Whether divine, demonic, or just luck—I didn’t care. I looked at Vin, and we nodded silently.
We were going in.
And if Hell awaited us in there—then we would burn with it.
-
For the miracle—for the fine fracture in the otherwise perfect barrier of pure mana—no one else was responsible but Erebos, the Father of Rot, the Decaying God, the Keeper of the Final Breaths. Once called a god, though he had long since ceased to hear the title. In his realm, far removed from all mortal comprehension, he sat upon his throne—or rather: upon a pulsating mass of rotting flesh that continuously formed and decayed anew. A place where the ground groaned like lung tissue beneath one’s feet, where every breath carried diseases for which no names had ever existed. His hall was made of misery. Of slime, of boils, of souls that were not allowed to die. It was not a place of punishment—but of truth, as Erebos called it.

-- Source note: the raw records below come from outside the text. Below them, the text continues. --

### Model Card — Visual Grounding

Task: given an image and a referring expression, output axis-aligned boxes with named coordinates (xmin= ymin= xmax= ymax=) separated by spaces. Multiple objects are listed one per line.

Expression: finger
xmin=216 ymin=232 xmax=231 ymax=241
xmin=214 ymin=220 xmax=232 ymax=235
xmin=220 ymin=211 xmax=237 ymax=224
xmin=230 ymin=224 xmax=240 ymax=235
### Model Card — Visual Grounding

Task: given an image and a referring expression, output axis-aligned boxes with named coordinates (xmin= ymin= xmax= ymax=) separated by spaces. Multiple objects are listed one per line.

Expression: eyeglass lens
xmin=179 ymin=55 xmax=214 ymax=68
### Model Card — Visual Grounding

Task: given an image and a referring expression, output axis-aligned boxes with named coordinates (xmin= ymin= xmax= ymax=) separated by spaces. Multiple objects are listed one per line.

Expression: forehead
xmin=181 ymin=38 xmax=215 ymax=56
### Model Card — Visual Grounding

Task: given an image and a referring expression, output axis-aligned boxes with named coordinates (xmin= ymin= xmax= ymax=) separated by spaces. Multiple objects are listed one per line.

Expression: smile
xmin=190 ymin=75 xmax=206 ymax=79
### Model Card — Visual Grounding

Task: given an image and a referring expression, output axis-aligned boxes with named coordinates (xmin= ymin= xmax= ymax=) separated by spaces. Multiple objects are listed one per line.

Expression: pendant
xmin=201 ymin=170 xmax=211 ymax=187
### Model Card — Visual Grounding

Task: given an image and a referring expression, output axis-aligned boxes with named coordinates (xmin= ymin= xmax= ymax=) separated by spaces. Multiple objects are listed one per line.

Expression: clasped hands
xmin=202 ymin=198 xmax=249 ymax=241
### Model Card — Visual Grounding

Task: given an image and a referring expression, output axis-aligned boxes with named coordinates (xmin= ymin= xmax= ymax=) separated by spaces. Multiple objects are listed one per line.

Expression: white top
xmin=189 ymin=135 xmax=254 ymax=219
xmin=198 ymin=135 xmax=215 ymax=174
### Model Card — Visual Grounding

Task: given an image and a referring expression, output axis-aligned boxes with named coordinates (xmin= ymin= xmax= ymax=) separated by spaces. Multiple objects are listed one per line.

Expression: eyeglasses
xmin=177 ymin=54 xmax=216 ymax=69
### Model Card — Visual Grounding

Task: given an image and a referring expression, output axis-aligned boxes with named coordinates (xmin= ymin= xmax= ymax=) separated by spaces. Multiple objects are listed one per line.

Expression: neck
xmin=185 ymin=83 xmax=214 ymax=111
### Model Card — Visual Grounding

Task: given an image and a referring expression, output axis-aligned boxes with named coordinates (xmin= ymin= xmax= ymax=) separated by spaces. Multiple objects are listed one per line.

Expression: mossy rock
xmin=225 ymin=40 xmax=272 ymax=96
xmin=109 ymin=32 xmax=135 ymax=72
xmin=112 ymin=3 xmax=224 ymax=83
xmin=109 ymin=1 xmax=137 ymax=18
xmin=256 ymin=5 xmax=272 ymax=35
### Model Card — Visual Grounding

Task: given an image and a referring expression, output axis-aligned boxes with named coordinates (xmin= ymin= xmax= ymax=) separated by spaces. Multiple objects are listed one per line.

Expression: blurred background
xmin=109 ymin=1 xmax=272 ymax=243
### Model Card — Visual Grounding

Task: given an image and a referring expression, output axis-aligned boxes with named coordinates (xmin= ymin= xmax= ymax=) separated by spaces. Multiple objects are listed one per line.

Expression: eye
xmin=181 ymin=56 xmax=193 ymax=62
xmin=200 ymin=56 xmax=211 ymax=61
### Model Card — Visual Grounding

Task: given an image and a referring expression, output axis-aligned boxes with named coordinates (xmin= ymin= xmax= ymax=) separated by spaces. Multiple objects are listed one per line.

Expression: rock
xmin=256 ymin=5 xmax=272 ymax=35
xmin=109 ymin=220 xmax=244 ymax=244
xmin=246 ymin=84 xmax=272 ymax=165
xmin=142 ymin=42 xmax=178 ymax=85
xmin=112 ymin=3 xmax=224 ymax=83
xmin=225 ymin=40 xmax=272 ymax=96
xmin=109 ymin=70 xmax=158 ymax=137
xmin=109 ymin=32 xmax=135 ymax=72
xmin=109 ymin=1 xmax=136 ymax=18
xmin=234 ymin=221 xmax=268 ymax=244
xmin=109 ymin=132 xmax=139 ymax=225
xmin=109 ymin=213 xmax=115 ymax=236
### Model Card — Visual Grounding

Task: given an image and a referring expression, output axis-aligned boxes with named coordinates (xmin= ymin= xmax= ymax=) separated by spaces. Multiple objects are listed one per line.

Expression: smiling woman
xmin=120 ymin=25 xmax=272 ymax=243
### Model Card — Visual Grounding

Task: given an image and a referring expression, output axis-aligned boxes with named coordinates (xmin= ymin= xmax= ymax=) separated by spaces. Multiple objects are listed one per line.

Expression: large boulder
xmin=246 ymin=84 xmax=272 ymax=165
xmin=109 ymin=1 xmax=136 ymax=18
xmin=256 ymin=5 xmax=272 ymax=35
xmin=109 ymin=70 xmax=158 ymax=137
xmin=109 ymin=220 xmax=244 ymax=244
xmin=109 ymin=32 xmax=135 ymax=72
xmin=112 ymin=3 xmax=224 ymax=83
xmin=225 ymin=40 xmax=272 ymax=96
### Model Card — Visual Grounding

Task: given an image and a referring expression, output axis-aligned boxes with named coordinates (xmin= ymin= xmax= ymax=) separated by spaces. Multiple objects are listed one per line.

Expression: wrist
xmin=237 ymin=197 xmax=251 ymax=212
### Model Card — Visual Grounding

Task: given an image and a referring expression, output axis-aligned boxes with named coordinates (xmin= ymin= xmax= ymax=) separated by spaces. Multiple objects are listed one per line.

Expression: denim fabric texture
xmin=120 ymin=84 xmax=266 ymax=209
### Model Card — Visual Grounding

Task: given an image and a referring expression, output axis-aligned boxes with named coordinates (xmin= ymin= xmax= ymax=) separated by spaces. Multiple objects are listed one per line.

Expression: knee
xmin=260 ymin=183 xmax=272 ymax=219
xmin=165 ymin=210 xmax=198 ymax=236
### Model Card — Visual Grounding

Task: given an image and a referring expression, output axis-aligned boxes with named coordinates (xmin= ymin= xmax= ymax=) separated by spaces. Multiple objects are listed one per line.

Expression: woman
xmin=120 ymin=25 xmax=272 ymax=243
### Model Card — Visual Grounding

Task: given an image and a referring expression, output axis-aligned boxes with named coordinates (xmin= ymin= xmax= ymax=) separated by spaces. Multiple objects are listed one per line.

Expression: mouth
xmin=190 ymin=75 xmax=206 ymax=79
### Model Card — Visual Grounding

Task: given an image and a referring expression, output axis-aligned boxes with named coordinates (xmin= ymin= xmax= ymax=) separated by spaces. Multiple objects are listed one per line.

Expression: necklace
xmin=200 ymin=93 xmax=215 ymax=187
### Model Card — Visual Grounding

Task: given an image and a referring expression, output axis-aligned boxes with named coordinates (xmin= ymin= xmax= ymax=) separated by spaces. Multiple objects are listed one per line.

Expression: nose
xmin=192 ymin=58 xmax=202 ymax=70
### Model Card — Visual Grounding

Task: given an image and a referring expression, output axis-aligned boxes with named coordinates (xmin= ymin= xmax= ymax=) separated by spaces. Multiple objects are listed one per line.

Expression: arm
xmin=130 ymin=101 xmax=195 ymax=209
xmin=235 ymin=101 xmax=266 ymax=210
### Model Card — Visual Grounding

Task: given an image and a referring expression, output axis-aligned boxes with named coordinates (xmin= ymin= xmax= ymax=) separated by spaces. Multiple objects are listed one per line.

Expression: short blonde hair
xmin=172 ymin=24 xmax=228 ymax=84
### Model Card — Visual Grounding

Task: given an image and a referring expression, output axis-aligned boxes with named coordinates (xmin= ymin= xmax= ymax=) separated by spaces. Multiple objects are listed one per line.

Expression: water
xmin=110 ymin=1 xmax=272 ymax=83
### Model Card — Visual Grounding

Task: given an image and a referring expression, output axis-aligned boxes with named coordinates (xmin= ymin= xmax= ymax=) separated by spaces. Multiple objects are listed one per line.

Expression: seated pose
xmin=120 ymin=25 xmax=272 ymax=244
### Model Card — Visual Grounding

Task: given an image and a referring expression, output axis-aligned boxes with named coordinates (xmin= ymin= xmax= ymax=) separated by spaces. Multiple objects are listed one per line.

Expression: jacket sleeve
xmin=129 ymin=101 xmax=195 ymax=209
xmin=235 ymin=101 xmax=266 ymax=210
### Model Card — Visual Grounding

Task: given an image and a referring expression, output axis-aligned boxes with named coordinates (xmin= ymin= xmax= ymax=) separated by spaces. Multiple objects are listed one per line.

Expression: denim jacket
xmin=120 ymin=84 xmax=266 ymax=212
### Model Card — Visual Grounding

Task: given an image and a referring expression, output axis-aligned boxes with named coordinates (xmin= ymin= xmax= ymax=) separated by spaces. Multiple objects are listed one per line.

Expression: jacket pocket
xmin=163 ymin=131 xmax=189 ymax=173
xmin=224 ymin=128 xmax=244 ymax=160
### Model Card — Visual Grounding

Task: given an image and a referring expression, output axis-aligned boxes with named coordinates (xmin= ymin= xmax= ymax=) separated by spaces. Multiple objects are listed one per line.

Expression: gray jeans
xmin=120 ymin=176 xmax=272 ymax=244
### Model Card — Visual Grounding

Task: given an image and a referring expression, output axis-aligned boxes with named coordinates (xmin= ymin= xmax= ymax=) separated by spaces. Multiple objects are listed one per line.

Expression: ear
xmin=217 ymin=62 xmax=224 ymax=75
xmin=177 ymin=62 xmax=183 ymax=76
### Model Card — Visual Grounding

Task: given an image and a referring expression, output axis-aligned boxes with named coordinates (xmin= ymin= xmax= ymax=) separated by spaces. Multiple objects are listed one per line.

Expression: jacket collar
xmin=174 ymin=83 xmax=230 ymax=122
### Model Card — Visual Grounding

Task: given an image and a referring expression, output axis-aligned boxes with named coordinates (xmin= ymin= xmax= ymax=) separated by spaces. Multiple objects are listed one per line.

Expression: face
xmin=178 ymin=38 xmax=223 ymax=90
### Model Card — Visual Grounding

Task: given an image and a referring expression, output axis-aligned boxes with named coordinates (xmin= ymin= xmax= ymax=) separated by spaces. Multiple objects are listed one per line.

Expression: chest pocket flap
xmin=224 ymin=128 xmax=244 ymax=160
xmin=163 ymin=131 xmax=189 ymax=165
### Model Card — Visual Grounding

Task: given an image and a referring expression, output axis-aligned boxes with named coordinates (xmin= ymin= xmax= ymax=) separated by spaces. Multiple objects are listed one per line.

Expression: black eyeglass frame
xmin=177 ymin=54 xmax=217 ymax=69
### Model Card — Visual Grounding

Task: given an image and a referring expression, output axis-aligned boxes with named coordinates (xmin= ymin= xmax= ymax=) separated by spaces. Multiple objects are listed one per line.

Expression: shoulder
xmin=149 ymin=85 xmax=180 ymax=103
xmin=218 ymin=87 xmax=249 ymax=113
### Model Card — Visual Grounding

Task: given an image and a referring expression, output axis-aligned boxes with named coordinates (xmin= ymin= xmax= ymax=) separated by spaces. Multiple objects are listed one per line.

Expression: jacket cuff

And there he sat. Colossal. Motionless.
His body was composed of layers of disease—not metaphorically, but literally: every part of his form was a host for a new kind of suffering. His voice was the death rattle of entire peoples. His fingers were the needles that plunged lives into darkness.

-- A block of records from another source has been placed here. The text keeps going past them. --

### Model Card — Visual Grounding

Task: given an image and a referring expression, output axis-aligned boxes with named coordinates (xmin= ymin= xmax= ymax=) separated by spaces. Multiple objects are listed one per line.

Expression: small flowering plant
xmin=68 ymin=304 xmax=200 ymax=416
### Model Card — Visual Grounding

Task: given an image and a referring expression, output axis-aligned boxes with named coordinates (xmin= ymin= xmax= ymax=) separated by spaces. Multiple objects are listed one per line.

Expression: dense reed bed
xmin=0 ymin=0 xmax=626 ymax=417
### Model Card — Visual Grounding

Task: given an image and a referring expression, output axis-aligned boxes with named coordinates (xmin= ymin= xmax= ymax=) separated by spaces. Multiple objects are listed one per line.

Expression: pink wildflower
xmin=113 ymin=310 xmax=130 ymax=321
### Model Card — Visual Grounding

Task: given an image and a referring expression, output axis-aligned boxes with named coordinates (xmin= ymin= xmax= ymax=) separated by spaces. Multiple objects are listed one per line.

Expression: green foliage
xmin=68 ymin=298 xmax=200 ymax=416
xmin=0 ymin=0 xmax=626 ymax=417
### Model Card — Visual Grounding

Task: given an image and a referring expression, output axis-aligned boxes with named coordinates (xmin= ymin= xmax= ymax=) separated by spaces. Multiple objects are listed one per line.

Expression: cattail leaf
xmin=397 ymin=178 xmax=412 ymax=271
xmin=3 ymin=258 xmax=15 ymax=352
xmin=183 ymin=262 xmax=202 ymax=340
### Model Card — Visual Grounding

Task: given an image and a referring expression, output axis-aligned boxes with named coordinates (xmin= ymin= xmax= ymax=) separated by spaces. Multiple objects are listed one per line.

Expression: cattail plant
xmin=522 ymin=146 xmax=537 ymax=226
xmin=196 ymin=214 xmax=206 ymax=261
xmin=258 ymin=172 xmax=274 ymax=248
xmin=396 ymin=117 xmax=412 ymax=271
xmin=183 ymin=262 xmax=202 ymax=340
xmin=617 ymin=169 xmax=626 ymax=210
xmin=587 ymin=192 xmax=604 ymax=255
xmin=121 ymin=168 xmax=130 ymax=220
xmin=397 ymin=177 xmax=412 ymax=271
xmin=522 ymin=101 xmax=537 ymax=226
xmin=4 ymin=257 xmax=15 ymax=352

He stared through a vision wrought from putrid substance into a small chamber in the mortal world. A room of mana, somewhere in the north of Tirros—a fabricated arena full of rage, fire, and decisions.
To Erebos, it was… entertaining.
Not thrilling. Not compelling.
But amusing.
Like watching a poisoned animal twitch.
But what truly held his attention was not the raging demon, nor the wrathful sorcerer. It was her.
Maira.
His cleric.
One of his last.
And she was wavering.
Erebos’ eyes—two crater-like, festering pits—twitched for the briefest instant. The blackness within them rippled, stirred by something ancient and divine: loss.
“She is a torch in my name…” he murmured, his voice like shattering glass, “…and she begins to flicker.”
That, he could not allow.
His right arm, more skeletal scaffold than flesh, lifted effortlessly. No dramatic surge of power, no thunderclap, no rain of flame. Just a single word—an ancient word, unspoken for eons. It tainted the air around him. The walls of his throne room screamed. Souls wailed.
And somewhere, in the heart of the mana dome, a rift appeared—narrow, unstable, but real.
For Maira. For her faith. For her choice.
Shortly after, a servant arrived—or what counted as one in the realm of Erebos: an amorphous, slime-drenched mass of flesh with an oversized belly, skin so venomously green it would burn even demons, and a serpent tongue constantly slithering from a lopsided mouth.
“Mylord…” hissed the creature reverently, “the gods, the others—even the dark pantheon… they disapprove of your interference. You’ve revealed yourself.”
Erebos did not move. No muscle twitched. Only his gaze—that rotting, all-seeing gaze—remained fixed on the raging form of Gravor. A moment of silence. Heavy. Lethal.
Then the god inhaled. Or perhaps he sighed. It sounded like an entire continent collapsing under plague.
“Deliver them,” Erebos said with a voice that could melt walls, “the message…”
He slowly raised his arm and pointed with a clawed finger through the vision—directly at Gravor, who was about to cut Simon apart.
“…that if no one acts… something is coming.”
His finger trembled slightly. Not from fear—but because even he knew what he meant.
“Something that not even we can stop.”